Le constat est déplorable à plus d’un égard, avec ces multiples hectares délaissés de part et d’autre de la RN43 traversant l’ex-village socialiste de Belghimouze, que les usagers de cette double voie express peuvent contempler, certainement avec regret. De ce domaine, qui était le vivier d’une production agricole à profusion et de qualité, il ne reste que des terres abandonnées, sinon agressées.

Dans des champs agricoles s’étendant sur de vastes hectares à Jijel, c’est la disette. Des terres arables sont abandonnées. Cela est visible à travers différentes exploitations dans cette wilaya, où l’on s’efforce de développer une activité réduite à sa plus simple expression, eu égard aux potentialités existantes.

En dépit de cette volonté sans cesse martelée pour la relance de la production par les responsables d’un secteur ayant fourni par le passé le meilleur de son rendement, cet objectif reste encore à atteindre. Et ce ne sont pas ces terres fertiles en jachère depuis de longues années qui peuvent attester du contraire.

Le constat est déplorable à plus d’un égard, avec ces multiples hectares délaissés de part et d’autre de la RN43 traversant l’ex-village socialiste de Belghimouze, que les usagers de cette double voie express peuvent contempler, certainement avec regret. Ce regret atteint encore son comble quand ce village, avec ses belles maisonnettes en tuiles rouges, a perdu la vocation pour laquelle il a été érigé. Et pour cause : Belghimouze n’est plus qu’une agglomération urbaine qui semble avoir rompu tout lien avec le labour de la terre. 

Des commerçants illégaux de fruits et légumes installés devant le bureau de poste du village proposent des produits ramenés d’ailleurs. Selon l’un de ces vendeurs, le poivre qu’il propose à 120 DA/kg est ramené de Sétif. Des lointains Hauts-Plateaux, on approvisionne Jijel en produits jadis cultivés à Belghimouze et ailleurs, dans les autres fermes de cette wilaya, en dépit de ses potentialités agricoles et hydriques. Cinq barrages débordant de 700 millions de m3 sont, en effet, en mesure d’irriguer toutes ses plaines. Au-delà de l’activité agricole qui se concentre depuis quelque temps sur la production de la fraise dans les plaines de ce village s’étendant jusqu’à Beni Belaïd, c’est aussi l’agression du foncier agricole qui interpelle. 

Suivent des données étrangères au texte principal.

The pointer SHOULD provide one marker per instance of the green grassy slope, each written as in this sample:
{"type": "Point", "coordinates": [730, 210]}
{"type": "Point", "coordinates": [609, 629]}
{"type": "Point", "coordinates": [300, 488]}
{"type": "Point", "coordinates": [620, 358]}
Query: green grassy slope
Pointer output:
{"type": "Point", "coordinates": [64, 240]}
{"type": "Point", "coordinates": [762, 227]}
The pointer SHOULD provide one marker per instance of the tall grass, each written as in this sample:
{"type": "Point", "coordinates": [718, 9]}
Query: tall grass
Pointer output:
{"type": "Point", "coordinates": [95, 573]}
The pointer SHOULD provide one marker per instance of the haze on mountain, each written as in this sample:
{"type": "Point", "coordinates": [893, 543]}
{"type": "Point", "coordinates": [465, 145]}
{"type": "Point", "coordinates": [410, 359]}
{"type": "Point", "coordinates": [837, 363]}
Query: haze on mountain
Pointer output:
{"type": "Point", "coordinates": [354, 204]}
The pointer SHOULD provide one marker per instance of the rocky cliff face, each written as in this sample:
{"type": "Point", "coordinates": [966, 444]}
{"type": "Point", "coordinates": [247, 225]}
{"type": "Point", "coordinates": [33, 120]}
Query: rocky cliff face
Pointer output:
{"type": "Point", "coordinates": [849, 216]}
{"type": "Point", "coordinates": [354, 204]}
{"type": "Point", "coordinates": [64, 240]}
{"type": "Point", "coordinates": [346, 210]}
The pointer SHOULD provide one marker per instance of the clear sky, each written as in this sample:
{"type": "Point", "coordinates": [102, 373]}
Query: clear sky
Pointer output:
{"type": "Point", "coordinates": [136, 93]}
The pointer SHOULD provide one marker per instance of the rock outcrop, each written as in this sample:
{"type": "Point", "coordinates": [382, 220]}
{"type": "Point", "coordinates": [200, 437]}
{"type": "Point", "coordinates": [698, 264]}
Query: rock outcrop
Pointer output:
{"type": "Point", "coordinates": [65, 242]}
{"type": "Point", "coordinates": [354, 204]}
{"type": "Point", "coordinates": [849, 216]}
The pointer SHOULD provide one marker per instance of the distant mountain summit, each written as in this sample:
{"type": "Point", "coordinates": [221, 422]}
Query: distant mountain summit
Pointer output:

À la direction des services agricoles, on prend conscience d’un phénomène “accentué par les circonstances exceptionnelles vécues par la population contrainte à l’exode durant la décennie du terrorisme”. “Jijel a été très touchée ; c’était encore plus dur dans cette wilaya”, admet la directrice des services agricoles. Dans son bureau, cette responsable n’en finit pas de fouiner dans ses dossiers pour nous fournir les chiffres attestant du travail accompli dans un secteur en mutation.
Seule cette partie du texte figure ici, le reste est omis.